CP Communications provides IP and bonded cellular networking architecture for NYC Marathon coverage
For the 25th year, CP Communications managed end-to-end content acquisition for the TCS New York City Marathon. The race course begins in Staten Island and winds its way through Brooklyn, Queens and The Bronx before finishing in Manhattan in Central Park.
Over the past four years, as bandwidth and network availability have improved, CP Communications has gradually reduced its reliance on traditional RF technology to cover the race in favor of more cost-efficient IP and bonded cellular systems. CP Communications this year completed that transition, leveraging a 100-percent IP and bonded cellular networking infrastructure for live coverage of the Men’s and Women’s races across all five boroughs.
The company brought back many of the same platforms and technologies that have proved successful in recent years, while making strategic changes to the technical infrastructure and production workflows to ensure reliable coverage throughout the entire 26.2-mile course.

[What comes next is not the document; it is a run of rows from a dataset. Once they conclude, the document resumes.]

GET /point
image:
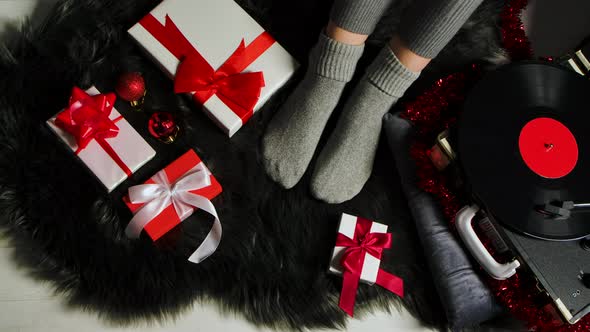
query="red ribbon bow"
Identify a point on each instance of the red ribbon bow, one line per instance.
(87, 118)
(353, 260)
(239, 91)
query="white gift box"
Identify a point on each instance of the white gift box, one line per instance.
(215, 28)
(131, 148)
(371, 264)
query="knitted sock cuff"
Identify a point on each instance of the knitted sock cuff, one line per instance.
(335, 60)
(389, 75)
(358, 16)
(426, 29)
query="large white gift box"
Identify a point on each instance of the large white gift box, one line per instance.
(131, 150)
(216, 32)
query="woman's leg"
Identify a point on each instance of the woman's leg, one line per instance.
(293, 134)
(346, 162)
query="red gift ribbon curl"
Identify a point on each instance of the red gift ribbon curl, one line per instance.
(238, 90)
(87, 118)
(364, 242)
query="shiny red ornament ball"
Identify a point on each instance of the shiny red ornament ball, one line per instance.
(163, 126)
(130, 86)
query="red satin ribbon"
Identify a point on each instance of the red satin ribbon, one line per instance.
(239, 91)
(353, 260)
(87, 118)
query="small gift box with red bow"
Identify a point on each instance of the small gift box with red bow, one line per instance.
(105, 142)
(171, 196)
(218, 54)
(357, 257)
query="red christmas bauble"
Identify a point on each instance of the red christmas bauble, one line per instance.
(130, 86)
(163, 126)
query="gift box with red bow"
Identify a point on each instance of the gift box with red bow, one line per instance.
(105, 142)
(357, 257)
(217, 53)
(171, 196)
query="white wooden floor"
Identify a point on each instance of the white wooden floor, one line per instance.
(27, 305)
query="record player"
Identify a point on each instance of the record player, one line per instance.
(521, 148)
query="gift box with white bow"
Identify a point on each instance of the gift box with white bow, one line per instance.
(217, 53)
(103, 140)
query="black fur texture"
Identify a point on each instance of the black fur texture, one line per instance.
(272, 262)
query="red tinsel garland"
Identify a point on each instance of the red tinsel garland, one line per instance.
(436, 110)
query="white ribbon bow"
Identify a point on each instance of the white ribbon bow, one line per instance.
(159, 195)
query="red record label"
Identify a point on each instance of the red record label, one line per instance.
(548, 148)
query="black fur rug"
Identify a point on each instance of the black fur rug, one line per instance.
(271, 265)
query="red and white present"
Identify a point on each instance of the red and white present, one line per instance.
(105, 142)
(348, 227)
(171, 196)
(357, 257)
(216, 52)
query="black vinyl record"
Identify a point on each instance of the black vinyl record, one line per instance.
(524, 141)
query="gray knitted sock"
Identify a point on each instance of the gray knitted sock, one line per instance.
(293, 134)
(346, 162)
(428, 25)
(358, 16)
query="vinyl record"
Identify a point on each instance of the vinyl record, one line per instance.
(524, 141)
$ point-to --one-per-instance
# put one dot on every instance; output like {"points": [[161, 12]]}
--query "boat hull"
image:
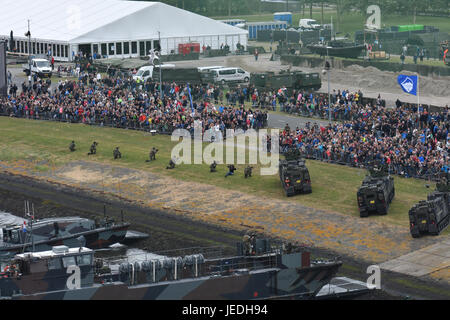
{"points": [[95, 239], [291, 283]]}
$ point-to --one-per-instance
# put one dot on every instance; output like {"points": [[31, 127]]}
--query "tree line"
{"points": [[248, 7]]}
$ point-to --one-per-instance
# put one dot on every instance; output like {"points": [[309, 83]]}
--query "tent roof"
{"points": [[85, 21]]}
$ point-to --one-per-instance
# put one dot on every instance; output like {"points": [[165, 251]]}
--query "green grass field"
{"points": [[46, 145], [352, 22]]}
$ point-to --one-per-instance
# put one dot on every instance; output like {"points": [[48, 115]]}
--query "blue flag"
{"points": [[190, 97], [408, 83]]}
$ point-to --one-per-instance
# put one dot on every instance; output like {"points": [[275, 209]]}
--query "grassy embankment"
{"points": [[46, 145]]}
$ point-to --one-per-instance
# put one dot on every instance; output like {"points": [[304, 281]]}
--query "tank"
{"points": [[376, 193], [431, 216], [291, 80], [294, 174]]}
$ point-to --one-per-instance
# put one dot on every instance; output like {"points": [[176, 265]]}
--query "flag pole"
{"points": [[418, 95]]}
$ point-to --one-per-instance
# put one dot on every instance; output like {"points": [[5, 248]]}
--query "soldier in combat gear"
{"points": [[212, 166], [93, 148], [247, 243], [117, 154], [171, 164], [152, 154], [248, 172], [72, 146]]}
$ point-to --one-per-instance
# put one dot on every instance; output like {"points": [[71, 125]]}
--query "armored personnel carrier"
{"points": [[291, 80], [432, 215], [294, 174], [376, 192], [265, 272]]}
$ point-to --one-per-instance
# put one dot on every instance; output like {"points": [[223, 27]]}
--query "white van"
{"points": [[230, 75], [147, 71], [308, 24], [207, 69]]}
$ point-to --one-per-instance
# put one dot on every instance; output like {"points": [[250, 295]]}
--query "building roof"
{"points": [[86, 21]]}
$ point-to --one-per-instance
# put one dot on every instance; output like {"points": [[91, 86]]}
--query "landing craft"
{"points": [[264, 272], [43, 234]]}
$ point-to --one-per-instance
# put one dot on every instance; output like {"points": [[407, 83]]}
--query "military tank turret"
{"points": [[376, 192], [294, 174], [431, 215]]}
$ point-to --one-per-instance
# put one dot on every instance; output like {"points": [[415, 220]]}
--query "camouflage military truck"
{"points": [[72, 273], [432, 215], [294, 80], [294, 174], [376, 193]]}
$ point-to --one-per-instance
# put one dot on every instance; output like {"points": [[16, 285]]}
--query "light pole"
{"points": [[28, 34], [160, 68], [326, 70]]}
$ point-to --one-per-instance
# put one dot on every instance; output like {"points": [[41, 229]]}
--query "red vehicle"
{"points": [[186, 48]]}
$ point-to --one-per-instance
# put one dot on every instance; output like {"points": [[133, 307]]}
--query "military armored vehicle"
{"points": [[431, 216], [267, 271], [178, 75], [292, 80], [294, 174], [446, 54], [376, 192]]}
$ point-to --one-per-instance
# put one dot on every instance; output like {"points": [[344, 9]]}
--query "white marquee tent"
{"points": [[112, 28]]}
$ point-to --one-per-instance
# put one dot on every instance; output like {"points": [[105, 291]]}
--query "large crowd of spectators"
{"points": [[413, 144], [126, 103]]}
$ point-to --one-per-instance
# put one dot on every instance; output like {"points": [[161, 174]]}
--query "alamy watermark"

Four cars and three motorcycles were equipped with stabilized mounts and lenses, with an additional POV camera for talent installed on two of the cars. Mobile Viewpoint Agile Airlink encoders captured and streamed the live action via bonded cellular with bandwidth-efficient H.265/HEVC video encoding back to CP Communications HD-21 production truck, located at the finish line. Agile Airlinks were also utilized on two rooftop locations in Brooklyn and Manhattan, and at three REMI (Remote Integration Model) production locations in Brooklyn, Manhattan and the Bronx. The rooftop sites also leveraged traditional microwave links as backup transmission for cellular-congested areas at the start and finish lines. The Agile Airlinks at the REMI sites captured live interviews with racers, NYRR spokespeople and other subjects over the course of the day.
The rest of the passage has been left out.